La liste des personnes blessées par ma faute ne cesse de s'agrandir, et ce sentiment de culpabilité me pèse comme un lourd boulet que je me traînerais à la cheville. J'ai l'impression de m'enfoncer de plus en plus au fur et à mesure que mes jambes se balancent et se posent au sol. De mes chaussons encore salis par les événements de vendredi, j'avance vers la salle principale où, apparemment, j'ai une visite. Il est à peine dix heures : ce n'est pas Liam. J'ai directement pensé à Chloé, alors. Une visite dans la salle principale et non dans ma chambre, à un endroit et une heure où tout le personnel et tous les patients sont réunis. Elle a choisi la carte de la foule pour venir me retourner le cerveau.

Mais je me suis préparée et je me dirige vers la grande salle d'un pas décidé juste après que l'infirmière de la dernière fois ne me prévienne de la visite.

Je ne la vois pas. Aucune tête blonde, ni aucun sourire mesquin n'apparaît dans mon champ de vision. Je tourne sur moi-même dans l'espoir de voir un visage familier avant que quelque chose ne m'arrive. 

Ce n'est que maintenant que je la remarque.

Elle est belle. Mieux que dans mes souvenirs et  dans mes imaginations les plus profondes. Quand ses yeux se posent sur moi, sa bouche remonte en un sourire sincère. J'arrive à apercevoir le fin maquillage qui met en valeur ses cils et ses pommettes roses. Elle joint ses mains devant sa poitrine  et se mord la lèvre. Les cheveux bruns de ma mère semblent si soyeux et si doux, formés de boucles magnifiques.
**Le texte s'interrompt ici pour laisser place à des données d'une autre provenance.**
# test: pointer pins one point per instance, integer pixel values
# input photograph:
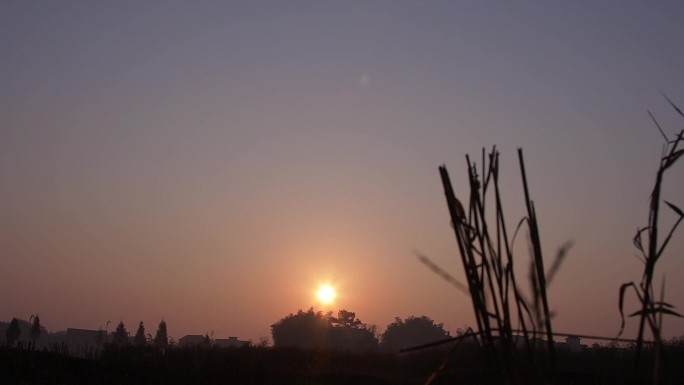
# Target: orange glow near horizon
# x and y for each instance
(326, 294)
Je suis serrée dans ses bras avant même de ne me rendre compte que j'ai marché jusqu'à elle. Ses bras m'entourent avec force tandis que les miens restent collés le long de mon corps, comme si j'étais paralysée. Et je le suis un peu, trop sonnée et choquée pour faire ne serait-ce qu'un mouvement d'affection envers elle. Elle a l'air de si bien s'en sortir. Comment peut-elle avoir l'air si apaisée et sereine tout en vivant dans la misère ? Et comment arrive-t-elle à me sourire alors qu'elle est dans le rouge par ma faute ?

- Tu m'as tellement manquée, chuchote-t-elle dans mon oreille en remontant une main dans mes cheveux. 

J'inspire un grand coup, laissant le doux parfum sucré des cheveux de ma mère s'infiltrer dans mes narines. Sa voix est chaleureuse, sans aucun soupçon de colère due à sa dernière venue, celle où je l'ai fait fuir -- et pleurer. Les larmes me montent aux yeux, mais je les empêche de couler en montant mes bras et en m'agrippant  fortement à elle. Elle m'a manquée aussi, terriblement, mais je n'avais juste pas la force de penser à ça.

- Merci d'être venue, dis-je de ma voix faible qui trahit l'image que j'essaie de lui donner.

Elle desserre son étreinte et se recule légèrement pour me regarder. J'avale le nœud qui s'est formé dans ma gorge et qui retenait mes sanglots de faiblesse et force un sourire, qui se trouve en être un vrai et grand. Elle sourit encore elle aussi et je vois ses yeux briller. Il y a tellement de choses que j'aimerais lui dire, mais je ne sais pas par où commencer. Elle met fin à mon hésitation en me proposant de m'asseoir. Main dans la main, elle m'emmène jusqu'au vieux canapé en cuir noir inconfortable, un peu éloigné du groupe de personnes au centre de la salle.